In this exercise, you will implement parts of the data path of a simple single-cycle implementation of the RISC-V base ISA in logisim. The encodings of the instructions to be implemented can be found in this document. A detailed documentation of all basic instructions can be found on this website.
The goal of this exercise is not a realistic processor implementation, even if at the end you will be able to run a real RISC-V binary on your model. The goal is to deepen you understanding of the principals of processor design, and the role and interconnection of the different components that make up a processor core. In order to make things easier, there are a couple of constraints and hypotheses throughout this exercise:
- We will be only using 16 registers instead of the full 32. This corresponds to the RV32E variant, where E stands for embedded. This is to reduce the logic of the register bank.
- While addresses have a size of 32 bits, we will only use the lower 16 bits to address instruction and data memories. Regarding the simple test programs we are using, this is not a real restriction (64k ought to be enough for anyone), just be sure not to use higher addresss in your tests.
- As presented in the lecture, we will use memories with asynchronous read, i.e. the read data is available in the same cycle in which we present the address. For larger memories, this is not realistic, but needed here in order to build a single-cycle core.

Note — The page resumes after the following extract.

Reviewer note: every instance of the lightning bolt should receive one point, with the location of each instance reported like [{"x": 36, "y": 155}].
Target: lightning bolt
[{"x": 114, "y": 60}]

Download the archive with the logisim sources and unpack it somewhere in your home directory:
tar xzf tp-riscv.tar.gz cd tp-riscv/riscv
For this exercise, you will be starting from a circuit template that already implements the basic data path for register-to-register instructions. However, neither the instruction decoding nor the ALU are finished. Starting from the root of the archive, change into the
cd riscv logisim riscv-r.circ &
But before you start to play with the circuit, let's look at the data path:
This should by now look familiar to you. Upstream in the data path, there is the program counter (PC). For now, it only counts by steps of four (each instruction is four bytes). The Load and Din inputs will come in handy later for jumps and branches. The output of the PC is connected to the instruction memory (Imem), which outputs the corresponding instruction word in the same cycle. Next in the data path comes the decode unit (Decode), which decomposes the instruction in order to command the remaining components: The register bank (Reg) and the arithmetic-logic unit (ALU). You can inspect and change the subcircuits by either right-clicking on them (View) or by double-clicking on them in the circuit list on the left hand side of the window. Note that some components are imported from external libraries and are not supposed to be changed (the register bank and the instruction memory).
Note that there are many labels on the different connections (called tunnels in logisim). On the one hand side, this is for documentation purposes. On the other hand side, tunnels can be used to avoid big ugly knots in the wiring: All tunnels with the same name will carry the same value throughout simulation. Feel free to use tunnels for your implementation in order to keep things readable. They can be found in the Wiring category. Note that all tunnels of the same name must have the same size, otherwise logisim will highlight them in orange and show a message on "incompatible widths".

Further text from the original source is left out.